At the time, this work looked like a tremendous advance for personalised medicine—the idea that understanding the molecular specifics of an individual’s illness will lead to a tailored treatment.

This would be an incredible step forward in chemotherapy. Sensitivity to anti-tumor drugs is the holy grail of chemotherapy.

Unbeknown to most people in the field, however, within a few weeks of the publication of the Nature Medicine paper a group of biostatisticians at the MD Anderson Cancer Centre in Houston, led by Keith Baggerly and Kevin Coombes, had begun to find serious flaws in the work.
 
Dr Baggerly and Dr Coombes had been trying to reproduce Dr Potti’s results at the request of clinical researchers at the Anderson centre who wished to use the new technique. When they first encountered problems, they followed normal procedures by asking Dr Potti, who had been in charge of the day-to-day research, and Dr Nevins, who was Dr Potti’s supervisor, for the raw data on which the published analysis was based—and also for further details about the team’s methods, so that they could try to replicate the original findings.

The raw data is always the place that any analysis of another’s work must begin.

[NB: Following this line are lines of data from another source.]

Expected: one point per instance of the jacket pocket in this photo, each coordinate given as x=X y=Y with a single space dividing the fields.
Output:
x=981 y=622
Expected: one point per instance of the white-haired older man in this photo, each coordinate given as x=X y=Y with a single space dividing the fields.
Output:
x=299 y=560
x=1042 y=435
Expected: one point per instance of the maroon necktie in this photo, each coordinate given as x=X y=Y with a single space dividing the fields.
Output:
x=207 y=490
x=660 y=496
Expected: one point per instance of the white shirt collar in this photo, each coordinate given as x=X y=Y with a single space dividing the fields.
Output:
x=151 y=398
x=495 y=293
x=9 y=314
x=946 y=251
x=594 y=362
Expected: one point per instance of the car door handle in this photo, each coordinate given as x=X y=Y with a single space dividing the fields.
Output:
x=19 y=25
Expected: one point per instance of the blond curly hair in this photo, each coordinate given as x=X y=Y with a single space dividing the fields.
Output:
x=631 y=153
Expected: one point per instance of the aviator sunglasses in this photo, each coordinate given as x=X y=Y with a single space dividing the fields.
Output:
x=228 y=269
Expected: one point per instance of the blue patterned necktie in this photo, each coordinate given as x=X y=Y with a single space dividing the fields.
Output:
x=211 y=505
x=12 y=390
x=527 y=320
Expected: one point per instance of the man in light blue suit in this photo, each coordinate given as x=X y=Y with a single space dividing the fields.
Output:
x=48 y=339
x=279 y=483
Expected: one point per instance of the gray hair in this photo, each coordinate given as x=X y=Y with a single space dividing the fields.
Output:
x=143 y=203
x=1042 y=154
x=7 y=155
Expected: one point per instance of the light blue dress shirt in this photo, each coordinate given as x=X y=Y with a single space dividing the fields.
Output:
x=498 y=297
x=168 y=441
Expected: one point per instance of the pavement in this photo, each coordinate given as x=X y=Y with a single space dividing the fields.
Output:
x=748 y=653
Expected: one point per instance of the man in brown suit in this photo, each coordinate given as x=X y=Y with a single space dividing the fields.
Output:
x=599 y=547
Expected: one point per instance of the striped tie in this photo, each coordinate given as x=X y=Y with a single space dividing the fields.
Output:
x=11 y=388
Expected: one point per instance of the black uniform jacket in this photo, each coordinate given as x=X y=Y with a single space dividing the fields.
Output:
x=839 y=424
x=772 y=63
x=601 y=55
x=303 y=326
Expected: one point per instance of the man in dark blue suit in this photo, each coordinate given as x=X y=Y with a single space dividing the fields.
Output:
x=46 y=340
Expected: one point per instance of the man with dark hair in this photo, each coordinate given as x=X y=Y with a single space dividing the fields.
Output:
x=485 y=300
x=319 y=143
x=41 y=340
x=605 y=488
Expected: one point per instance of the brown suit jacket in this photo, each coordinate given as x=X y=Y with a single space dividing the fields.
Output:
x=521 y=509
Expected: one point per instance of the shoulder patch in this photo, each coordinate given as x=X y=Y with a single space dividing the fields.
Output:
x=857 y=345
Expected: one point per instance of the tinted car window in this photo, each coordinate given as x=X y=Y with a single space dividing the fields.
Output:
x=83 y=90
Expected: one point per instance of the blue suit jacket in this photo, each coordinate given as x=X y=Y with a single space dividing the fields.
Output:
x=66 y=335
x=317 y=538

Dr Potti and Dr Nevins answered the queries and publicly corrected several errors, but Dr Baggerly and Dr Coombes still found the methods’ predictions were little better than chance. Furthermore, the list of problems they uncovered continued to grow. For example, they saw that in one of their papers Dr Potti and his colleagues had mislabelled the cell lines they used to derive their chemotherapy prediction model, describing those that were sensitive as resistant, and vice versa. This meant that even if the predictive method the team at Duke were describing did work, which Dr Baggerly and Dr Coombes now seriously doubted, patients whose doctors relied on this paper would end up being given a drug they were less likely to benefit from instead of more likely.

In other words, the raw data was a mess. The results had to be random.